Which type of distribution (e.g. beta, normal) depends on the type of data you are modeling.

So what do I do with this uncertainty probability distribution?

If we go back to the original scenario with the coin and recall this equation representing the number of expected heads:

rnBinomial(θ,n)rn∼Binomial(θ,n)

Rather than having our θ value as a single point estimate, we have it represented as a probability distribution representing all possible estimates with associated levels of uncertainty. This is effectively what Bayesian statisticians mean when they say setting a prior on an uncertain parameter. In this case, we will use a beta distribution as our prior.

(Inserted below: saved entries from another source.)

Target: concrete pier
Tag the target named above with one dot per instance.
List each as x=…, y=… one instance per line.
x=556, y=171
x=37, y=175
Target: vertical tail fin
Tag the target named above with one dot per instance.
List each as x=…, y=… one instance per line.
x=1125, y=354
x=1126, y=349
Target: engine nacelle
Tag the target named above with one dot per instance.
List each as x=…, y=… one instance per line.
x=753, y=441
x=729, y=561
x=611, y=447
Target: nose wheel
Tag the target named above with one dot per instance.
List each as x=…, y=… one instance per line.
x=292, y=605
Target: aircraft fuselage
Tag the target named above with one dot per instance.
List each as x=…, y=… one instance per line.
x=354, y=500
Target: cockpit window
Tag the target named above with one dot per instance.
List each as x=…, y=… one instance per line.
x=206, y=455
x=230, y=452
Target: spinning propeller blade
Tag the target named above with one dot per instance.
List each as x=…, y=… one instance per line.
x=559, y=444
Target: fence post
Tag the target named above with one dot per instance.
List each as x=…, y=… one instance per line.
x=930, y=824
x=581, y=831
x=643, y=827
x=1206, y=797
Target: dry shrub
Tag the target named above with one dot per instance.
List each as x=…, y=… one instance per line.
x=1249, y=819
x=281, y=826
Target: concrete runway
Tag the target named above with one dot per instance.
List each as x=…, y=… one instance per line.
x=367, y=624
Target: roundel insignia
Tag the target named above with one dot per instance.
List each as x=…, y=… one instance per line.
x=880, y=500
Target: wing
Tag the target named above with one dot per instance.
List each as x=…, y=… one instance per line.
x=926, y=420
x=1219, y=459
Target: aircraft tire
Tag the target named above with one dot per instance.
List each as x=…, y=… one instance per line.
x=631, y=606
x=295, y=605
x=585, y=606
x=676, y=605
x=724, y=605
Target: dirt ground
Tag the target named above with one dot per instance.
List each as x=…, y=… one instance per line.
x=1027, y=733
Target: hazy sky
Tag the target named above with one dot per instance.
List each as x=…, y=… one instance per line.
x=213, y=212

It’s worth noting that in theory you can use any distribution. However in practice, certain prior distributions are used for specific models because it makes the math easier. These are called conjugate priors. I won’t go into the details in this post, but is worth knowing this if you come across this term.

So what we will literally do here is substitute the beta distribution into the binomial distribution (this forms what is called a beta-binomial) and then we can generate some expected outcomes. As you might guess, the shape of your beta will influence your expected outcomes. For instance, here we test the different effects of the 6 beta distributions on the distribution of the expected number of heads if we were to flip a coin 20 times across 1000 simulations (i.e. Monte Carlo simulation):

In each panel, the top plot is the beta prior distribution representing the uncertainty in your θ parameter for your binomial. Then the bottom plot is an approximate beta-binomial distribution of heads you would get if you use the corresponding beta prior (its an approximation because we are running a Monte Carlo simulation to estimate the distribution). This bottom plot is formally called a prior predictive distribution. As you can see, the bottom plots end up following the shape of the beta prior, which is actually what you would expect.

Conclusion

You’ve made it to the end of the post! Hopefully, this post helped illuminate the key concept of Bayesian statistics. Remember that it is all about representing uncertainty regarding an unknown quantity. This uncertainty is an expression as a probability distribution and ultimately impacts your expected outcome. As probability distributions are used, this is what makes Bayesian statistics fundamentally probabilistic.